Variation in otolith shape due to fishing year, sex, and age complicate its use as a natural stock-specific tag. The effects of fishing year and sex are easily accounted for by modeling years and sexes separately. However, age continued to be a significant factor in determining otolith shape even after the data were detrended to correct for fish size, implying there may be a year-class effect. Such an effect could result from interannual variation in somatic growth due to periods of poor or favorable environmental conditions, prey availability, and competition. The age range of samples included for analysis was limited to reduce any age effect, but it appears that examining individual year-class models would be necessary to fully account for variation due to age. Sample sizes were deemed insufficient to examine that in the current study. Begg and Brown (2000), however, found no significant year-class effect in otolith shape of haddock Melanogrammus aeglefinus from the same region and age-class.

Combining age-classes for analysis may reduce the resolution of otolith shape signatures, likely contributing to the low classification success rates in this and earlier studies of king mackerel mixing (DeVries et al. 2002; Clardy et al. 2008). An otolith shape-based stock discrimination study of Atlantic mackerel Scomber scombrus produced an average classification success of 82% when year-classes were tested individually (Castonguay et al. 1991). However, it is also possible that classification success might be inflated in a combined age analysis if sample age distributions vary between stocks (Castonguay et al. 1991). In such a case, stock-specific otolith shape signatures would reflect both variation due to stock and variation due to age. The consistency in classification success rates between 2006–2007, when age distributions varied slightly, and 2007–2008, when the data were subsampled to create uniform age distributions, suggests classification success was not inflated by combining ages in this study.

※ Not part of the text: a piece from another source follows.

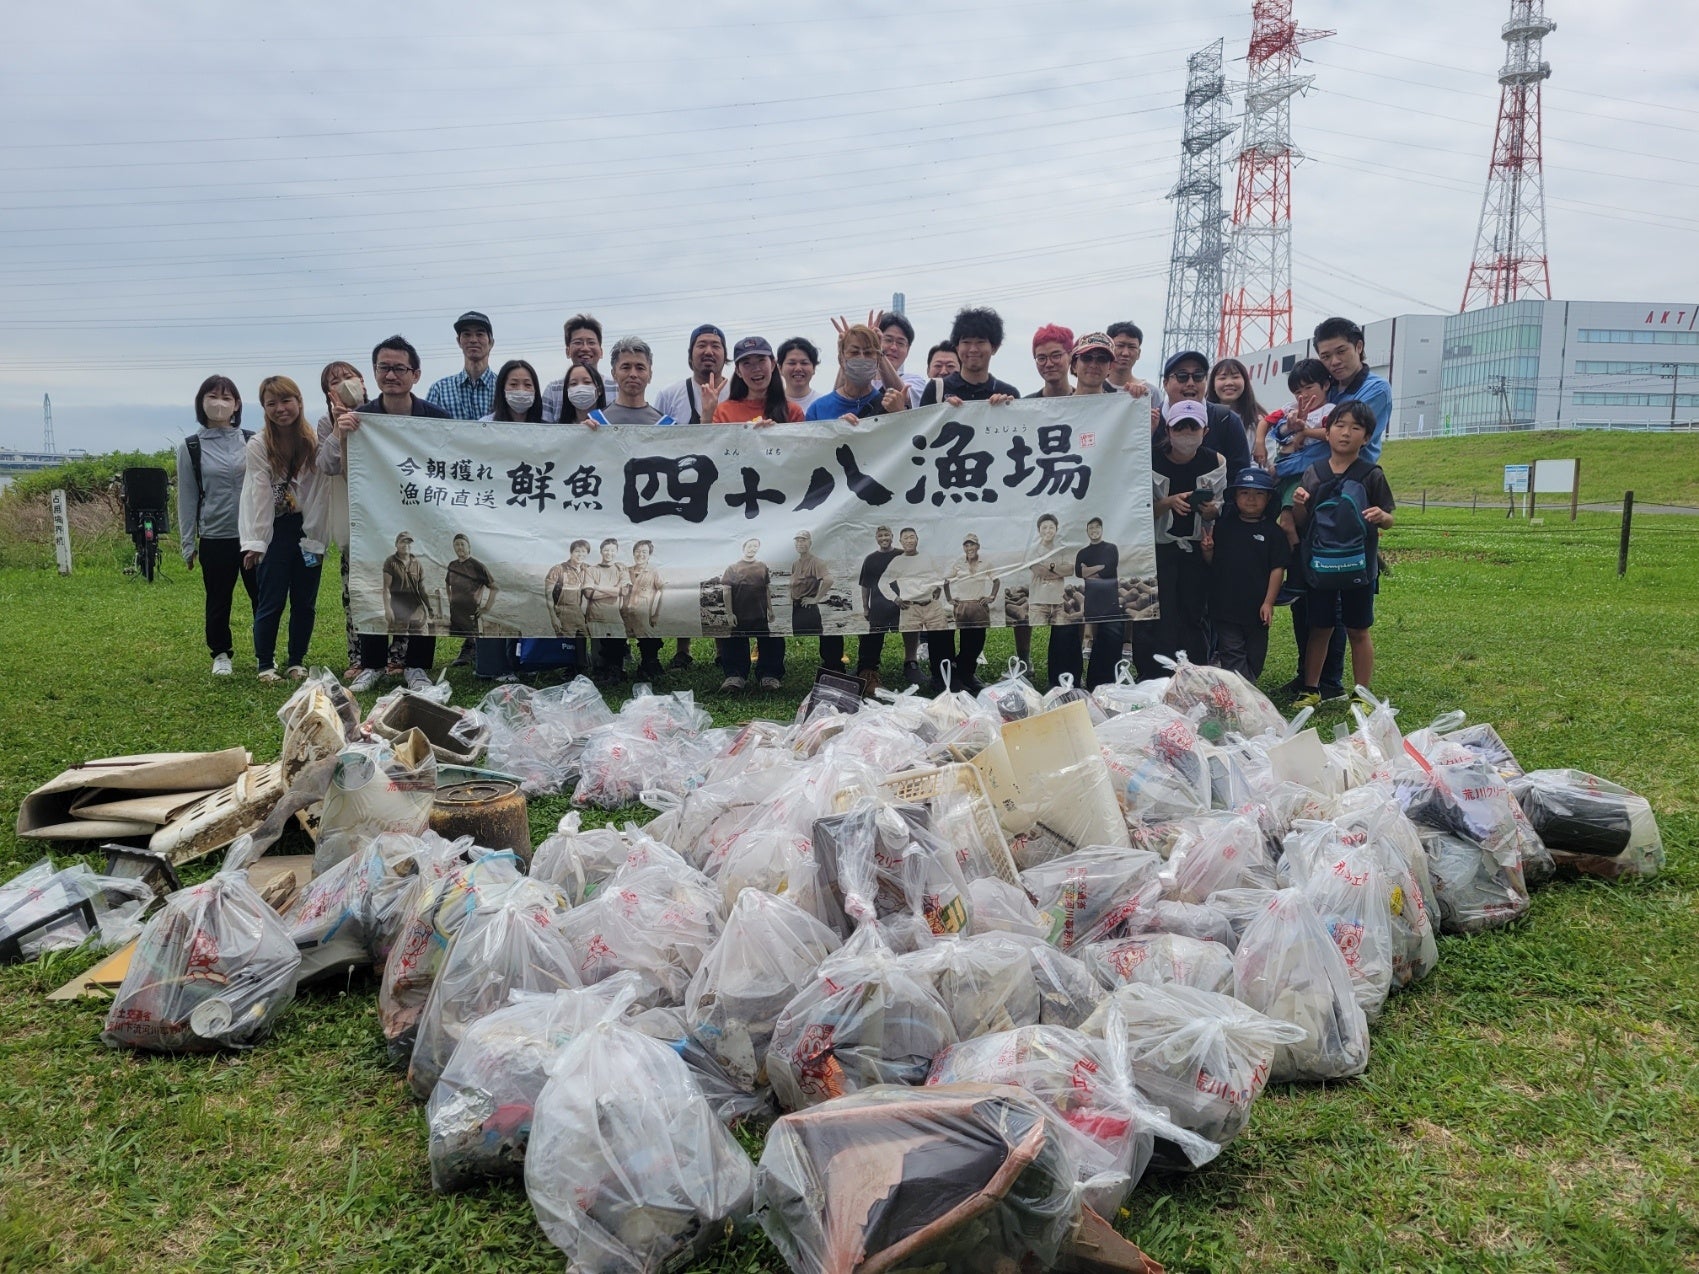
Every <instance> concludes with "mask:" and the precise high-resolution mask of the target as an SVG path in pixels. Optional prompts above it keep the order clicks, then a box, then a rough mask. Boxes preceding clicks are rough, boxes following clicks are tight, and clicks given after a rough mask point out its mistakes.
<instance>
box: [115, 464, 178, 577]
mask: <svg viewBox="0 0 1699 1274" xmlns="http://www.w3.org/2000/svg"><path fill="white" fill-rule="evenodd" d="M122 481H124V532H126V533H127V535H129V538H131V542H133V544H134V545H136V559H134V564H133V566H129V567H127V569H126V571H124V574H129V576H141V578H143V579H146V581H148V583H150V584H151V583H153V576H155V574H156V572H158V569H160V535H163V533H165V528H167V525H168V523H167V474H165V471H163V469H126V471H124V479H122Z"/></svg>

It is possible that variation between fishing years and ages might simultaneously be accounted for by developing cohort-specific rule functions, which could be applied across fishing years (Bergenius et al. 2006). However, before applying a cohort-based method to estimate Atlantic contribution to mixed-stock king mackerel landings, one would need to demonstrate the interannual stability of cohort-specific otolith shape signatures. As previously stated, however, sample sizes were not sufficient to test the validity of such a method in the current study.

The analysis presented here completes a decade-long series of otolith shape-based estimates of Atlantic contribution to mixed-stock king mackerel landings. Although otolith shape is not a superlative natural tag for discriminating between GOM and Atlantic king mackerel (as evidenced by low classification success and imprecision about mixing estimates), shape analysis is inexpensive, simple to perform, and allows for comparisons to be made over a longer time series. Analysis of otolith elemental and stable isotope chemistry may provide a more powerful natural tag for producing more precise estimates of Atlantic contribution (Shepard 2008), but such methods are expensive and labor intensive, and samples are subject to contamination when collected by field-based, fishery-dependent sampling programs. Furthermore, by developing a time series of otolith shape-based estimates, it has now become possible to detect long-term trends in the relative contribution of each stock to winter landings. Also, the relative stability over years of the east–west trend in Atlantic contribution indicates this pattern will likely persist as the interactions between the two stocks continue to change.